# Knee & Elbow Clearence



## msohio (Feb 23, 2004)

I keep reading threads about bike fit and stem lengths indicating that one should have a stem that provides knee and elbow clearence. One, that seems it will require a pretty long stem to actually have the knees be on front of the elbows when in the drops. My problem is I don't see what difference it makes as my knees are inside my elbows so they will never hit eachother, even with a very short stem. What am I missing?? 

Are we to be worried the knees will actually hit the elbows, or is it an indication of how stretched out one should be?


----------



## wim (Feb 28, 2005)

*Fuzzy indicator.*

Knee-to-elbow clearance while on the drops is just a rough visual check to see if a rider's upper body is cramped up or not. I'm comfortable when I see no less than one inch of daylight between my elbow and my kneecap while riding hard in the drops and sitting in the middle of my saddle. That kind of clearance might also be fine for you - or not. So experiment out on the road, remembering that sliding forward or backward on the saddle will affect that clearance substantially. 

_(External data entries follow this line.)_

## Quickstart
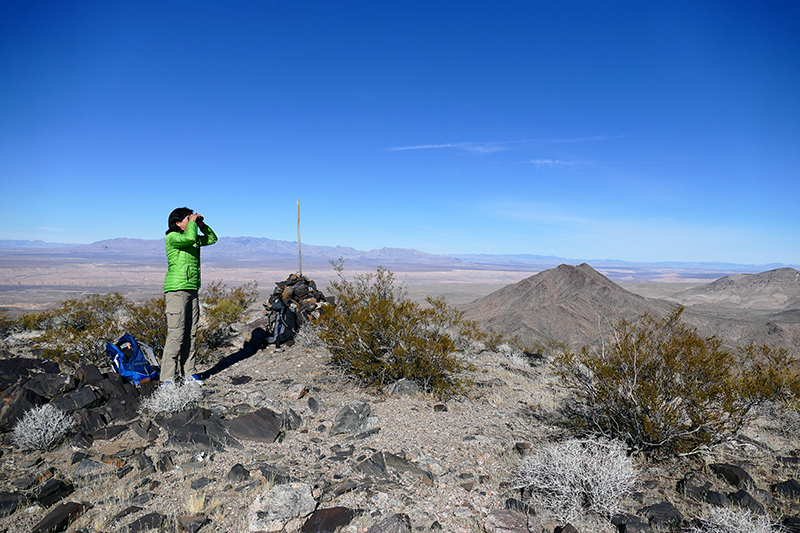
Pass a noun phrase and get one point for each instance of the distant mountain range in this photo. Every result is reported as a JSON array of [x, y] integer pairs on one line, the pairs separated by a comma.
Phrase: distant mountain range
[[578, 305], [262, 249]]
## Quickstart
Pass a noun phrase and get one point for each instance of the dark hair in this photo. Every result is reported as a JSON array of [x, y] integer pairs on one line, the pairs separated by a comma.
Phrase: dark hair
[[176, 216]]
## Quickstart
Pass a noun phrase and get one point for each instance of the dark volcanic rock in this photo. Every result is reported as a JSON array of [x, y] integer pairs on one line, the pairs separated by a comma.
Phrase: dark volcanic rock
[[147, 522], [743, 499], [351, 419], [663, 515], [16, 401], [789, 488], [10, 502], [328, 520], [59, 518], [260, 426], [734, 475], [50, 385]]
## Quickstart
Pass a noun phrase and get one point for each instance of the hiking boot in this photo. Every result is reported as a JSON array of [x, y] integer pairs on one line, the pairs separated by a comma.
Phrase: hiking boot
[[195, 379]]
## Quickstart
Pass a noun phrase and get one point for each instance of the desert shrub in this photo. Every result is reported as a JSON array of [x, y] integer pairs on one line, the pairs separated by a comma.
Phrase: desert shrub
[[78, 329], [147, 322], [6, 323], [172, 398], [41, 427], [732, 520], [660, 387], [376, 334], [221, 307], [576, 477]]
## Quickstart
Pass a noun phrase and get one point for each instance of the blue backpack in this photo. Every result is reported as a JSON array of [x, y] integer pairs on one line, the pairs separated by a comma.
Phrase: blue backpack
[[128, 360]]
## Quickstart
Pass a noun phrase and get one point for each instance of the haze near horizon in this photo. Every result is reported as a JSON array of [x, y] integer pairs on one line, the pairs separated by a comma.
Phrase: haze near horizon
[[639, 132]]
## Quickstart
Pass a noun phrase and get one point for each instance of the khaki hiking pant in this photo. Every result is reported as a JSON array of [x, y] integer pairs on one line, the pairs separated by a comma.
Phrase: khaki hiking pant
[[183, 314]]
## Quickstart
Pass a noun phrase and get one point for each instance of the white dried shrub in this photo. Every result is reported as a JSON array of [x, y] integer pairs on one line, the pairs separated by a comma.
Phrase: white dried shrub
[[172, 398], [41, 427], [575, 478], [733, 520]]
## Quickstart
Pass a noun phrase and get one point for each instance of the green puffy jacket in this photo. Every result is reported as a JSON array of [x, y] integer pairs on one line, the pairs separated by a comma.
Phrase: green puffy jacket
[[183, 257]]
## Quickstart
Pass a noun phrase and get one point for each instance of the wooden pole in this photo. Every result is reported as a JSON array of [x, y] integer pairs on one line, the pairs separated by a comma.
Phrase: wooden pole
[[299, 251]]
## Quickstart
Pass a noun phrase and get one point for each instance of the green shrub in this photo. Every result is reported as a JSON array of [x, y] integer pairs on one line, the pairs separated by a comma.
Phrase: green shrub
[[78, 329], [221, 307], [660, 387], [376, 334]]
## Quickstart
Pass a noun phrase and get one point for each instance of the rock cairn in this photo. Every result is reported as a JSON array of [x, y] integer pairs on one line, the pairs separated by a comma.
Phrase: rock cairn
[[298, 293]]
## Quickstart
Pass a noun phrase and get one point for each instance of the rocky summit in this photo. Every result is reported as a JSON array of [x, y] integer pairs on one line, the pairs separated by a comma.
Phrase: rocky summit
[[278, 440]]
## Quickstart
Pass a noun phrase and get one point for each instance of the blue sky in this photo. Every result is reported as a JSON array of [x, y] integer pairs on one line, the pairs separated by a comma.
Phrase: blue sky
[[640, 131]]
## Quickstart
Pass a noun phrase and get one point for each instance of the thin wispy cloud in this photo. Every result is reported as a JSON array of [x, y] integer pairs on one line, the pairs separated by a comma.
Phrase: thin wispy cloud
[[486, 147], [555, 162], [478, 147], [588, 139]]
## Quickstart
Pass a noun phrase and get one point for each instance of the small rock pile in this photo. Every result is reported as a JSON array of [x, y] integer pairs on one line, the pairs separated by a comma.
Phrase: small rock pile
[[300, 294]]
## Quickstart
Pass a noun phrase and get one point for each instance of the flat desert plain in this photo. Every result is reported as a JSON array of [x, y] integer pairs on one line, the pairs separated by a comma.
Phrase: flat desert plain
[[36, 280]]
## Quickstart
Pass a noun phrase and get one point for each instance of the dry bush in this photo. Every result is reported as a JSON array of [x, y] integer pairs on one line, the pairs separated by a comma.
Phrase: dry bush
[[376, 334], [575, 478], [6, 323], [41, 427], [732, 520], [172, 398], [221, 307], [660, 387]]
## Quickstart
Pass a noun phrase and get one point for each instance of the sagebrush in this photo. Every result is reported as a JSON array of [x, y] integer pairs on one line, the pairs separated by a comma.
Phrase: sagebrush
[[375, 333], [220, 307], [662, 388], [732, 520], [577, 477], [41, 427], [77, 329]]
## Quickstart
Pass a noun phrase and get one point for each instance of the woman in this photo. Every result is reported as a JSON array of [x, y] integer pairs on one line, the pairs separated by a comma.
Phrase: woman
[[181, 286]]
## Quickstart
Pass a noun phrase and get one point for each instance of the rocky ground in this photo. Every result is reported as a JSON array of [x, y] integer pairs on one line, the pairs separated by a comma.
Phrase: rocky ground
[[271, 424]]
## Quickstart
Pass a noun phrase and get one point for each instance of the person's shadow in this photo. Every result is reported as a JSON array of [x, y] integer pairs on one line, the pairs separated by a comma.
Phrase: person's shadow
[[256, 342]]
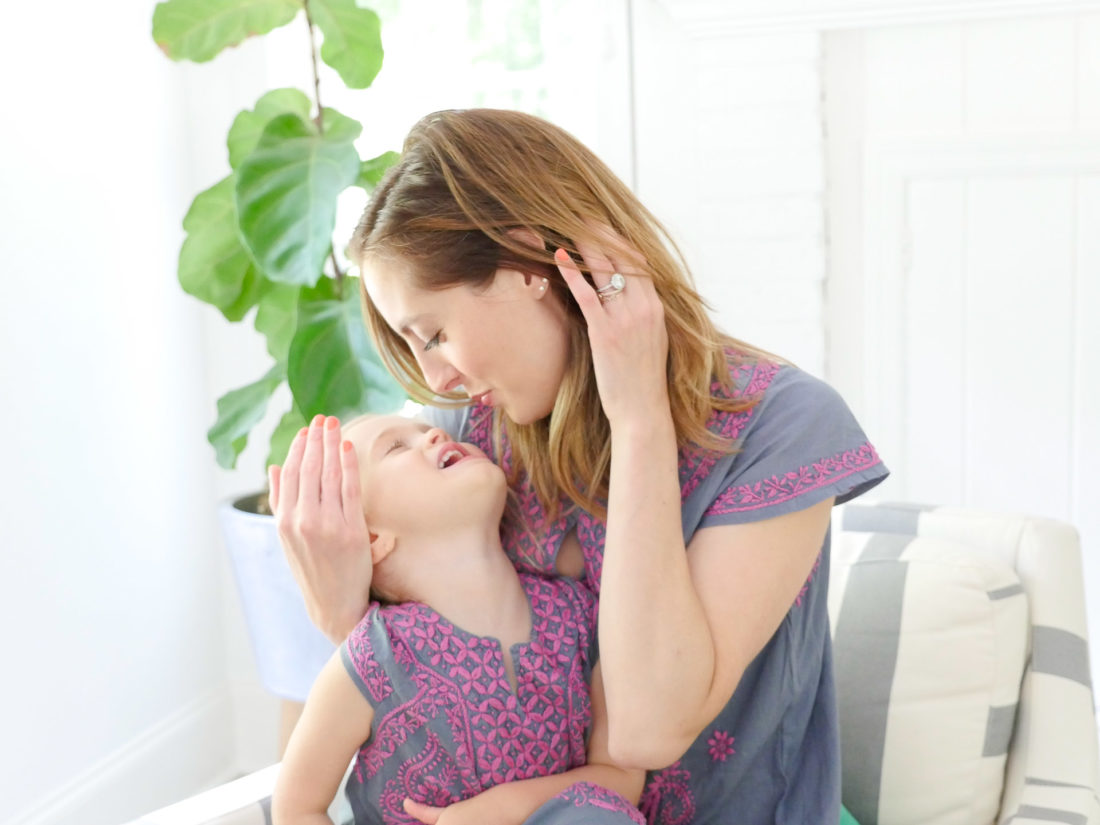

Years ago, the stationary fitting guideline was to put your hands in the drops of the bars, then position the crank parallel with the downtube. If your elbow just brushed your kneecap, you were said to have proper upper body extension. Nowadays, most competitive riders like to ride much more extended than that.


----------



## Mr. Versatile (Nov 24, 2005)

Another "rule of thumb that has pretty much bitten the dust is that when your hands are in the drops, the bars should obscure your view of the front hub. It really depends on what you're comfortable with. If you're a new rider, or even very experienced, your preferred position might change from time to time. On both my commuter and my race bike, my front hub appears well behind my bars. Your mileage may vary though.


----------



## Kerry Irons (Feb 25, 2002)

*Careful with that*



Mr. Versatile said:


> Another "rule of thumb that has pretty much bitten the dust is that when your hands are in the drops, the bars should obscure your view of the front hub. It really depends on what you're comfortable with. If you're a new rider, or even very experienced, your preferred position might change from time to time. On both my commuter and my race bike, my front hub appears well behind my bars. Your mileage may vary though.


One key thing in this particular rule of thumb is HOW you look at your front hub. If I tip my head down to look, then my hub is way behind my bars. If I keep my head in my normal riding position and look down with my eyes, the hub disappears. Again, this guide is just a starting point, but you can really confuse yourself if you start tilting your head down to take a look.


----------



## JayTee (Feb 3, 2004)

Actually that rule of thumb was/is for "on the hoods" not "in the drops".


----------



## Art853 (May 30, 2003)

The amount of clearance between knees and elbows varies depending upon how far you lean over. Perhaps that is another reason it can only be a rough indicator. Also I thought the handlebar width is based on shoulder width. It seems natural for elbows to be outside of knees.


----------